The proof that $E_{TM}$ is unsatisfiable (Theorem 5.2) from Sipser's Introduction to the Theory of Computation constructs a decider for $A_{TM}$ that simulates an arbitrary Turing machine $M$. To me, it seems like this construction is only a decider if we assume that $M$ is also a decider, which we cannot do.
I'm restating the proof as follows to make my questions more concrete (apologies if the proof is not rigorous enough, but hopefully it suffices to make the question clear)

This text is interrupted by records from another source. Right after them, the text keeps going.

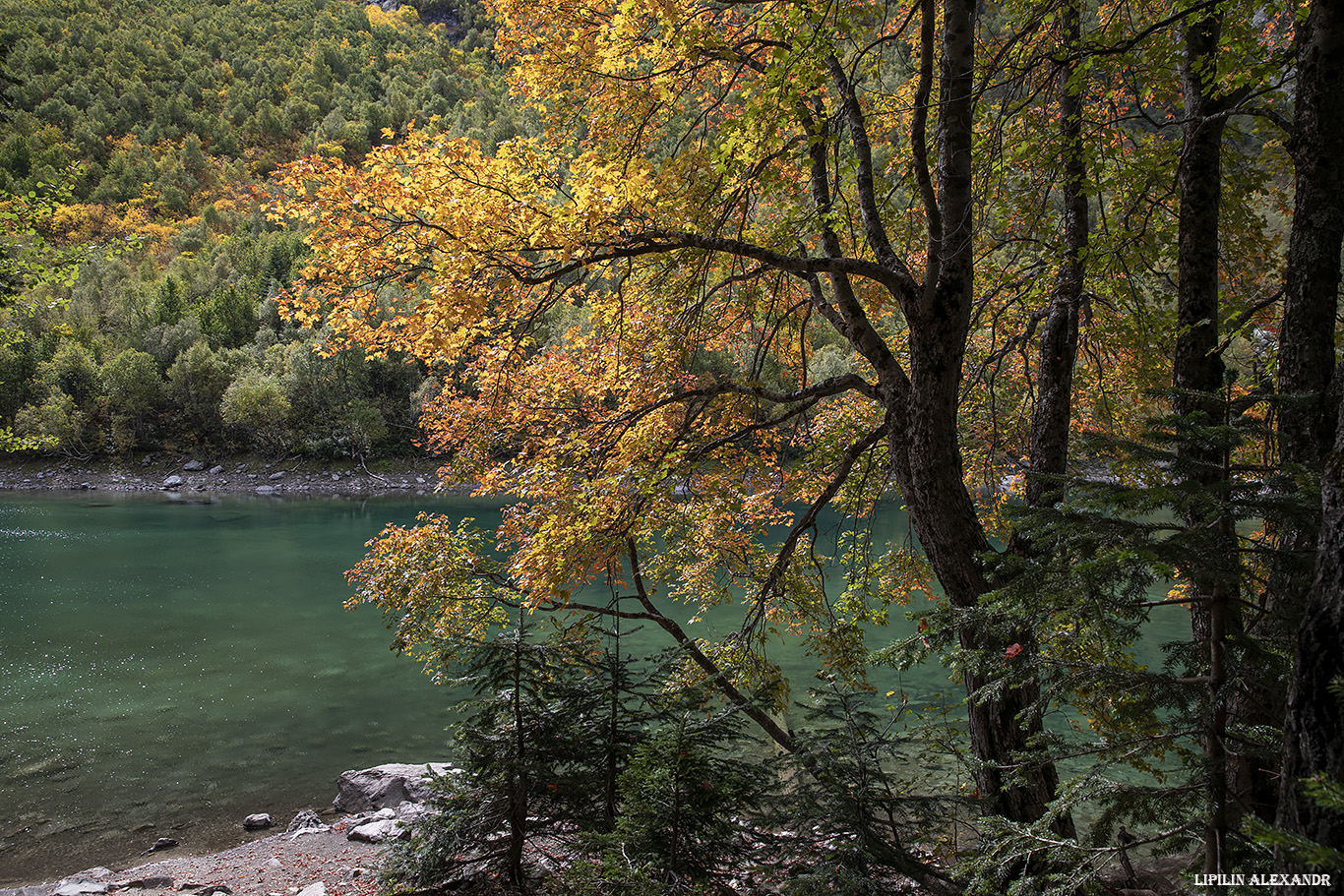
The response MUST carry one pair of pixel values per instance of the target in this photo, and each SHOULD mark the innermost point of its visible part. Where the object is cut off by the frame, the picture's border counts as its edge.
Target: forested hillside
(1060, 277)
(135, 139)
(1064, 277)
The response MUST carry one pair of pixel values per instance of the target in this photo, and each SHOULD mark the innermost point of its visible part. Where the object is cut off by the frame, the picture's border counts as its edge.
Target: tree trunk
(1311, 287)
(1313, 730)
(1197, 375)
(925, 436)
(1310, 429)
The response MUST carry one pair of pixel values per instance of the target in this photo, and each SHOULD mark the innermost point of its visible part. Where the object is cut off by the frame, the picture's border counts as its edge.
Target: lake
(168, 668)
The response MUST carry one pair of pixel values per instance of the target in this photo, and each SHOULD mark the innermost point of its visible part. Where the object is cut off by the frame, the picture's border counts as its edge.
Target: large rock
(386, 786)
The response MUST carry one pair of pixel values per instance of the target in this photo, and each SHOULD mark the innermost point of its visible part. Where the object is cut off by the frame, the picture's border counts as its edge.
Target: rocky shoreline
(309, 859)
(203, 474)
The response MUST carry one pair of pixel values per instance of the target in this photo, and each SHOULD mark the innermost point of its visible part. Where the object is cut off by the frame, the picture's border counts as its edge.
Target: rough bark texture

$\textbf{Theorem:}$ $E_{TM}$ is undecidable where $$E_{TM} = \{\langle M \rangle\ |\ M\text{ is a TM and }L(M) = \phi\}$$
$\textbf{Proof:}$ Given $$A_{TM} = \{\langle M, w\rangle\ |\ \text{$M$ is a TM and $M$ accepts $w$}\}$$ Assume that $R$ decides $E_{TM}$ and construct $S$ that decides $A_{TM}$ as follows.
$S = $"On input $\langle M, w\rangle$,
- Using the encoding of $M$ and $w$ construct $M_1$ that works like $M$ for $w$ and rejects all other strings. $M_1 = $"On input $x$: (a) If $x \neq w$, reject. (b) If $x = w$, run $M$ on input $w$ and accept if $M$ does."
- Run $R$ on input $\langle M_1\rangle$.
- If $R$ accepts, reject. If $R$ rejects, accept. Since $R$ decides $E_{TM}$, $S$ decides $A_{TM}$. Because $A_{TM}$ is undecidable, $E_{TM}$ must be undecidable.
Here's my question in terms of the proof above: $R$ is a decider. We're constructing a decider $S$. $S$ creates $M_1$ that runs $M$ on $w$ and accepts if $M$ does. However, we can't make any assumptions about $M$. So although steps 1(a), 2 and 3 halt, step 1(b) is not guaranteed to halt. So we haven't successfully built a decider for $A_{TM}$. We cannot complete the proof by contradiction.
What am I missing here?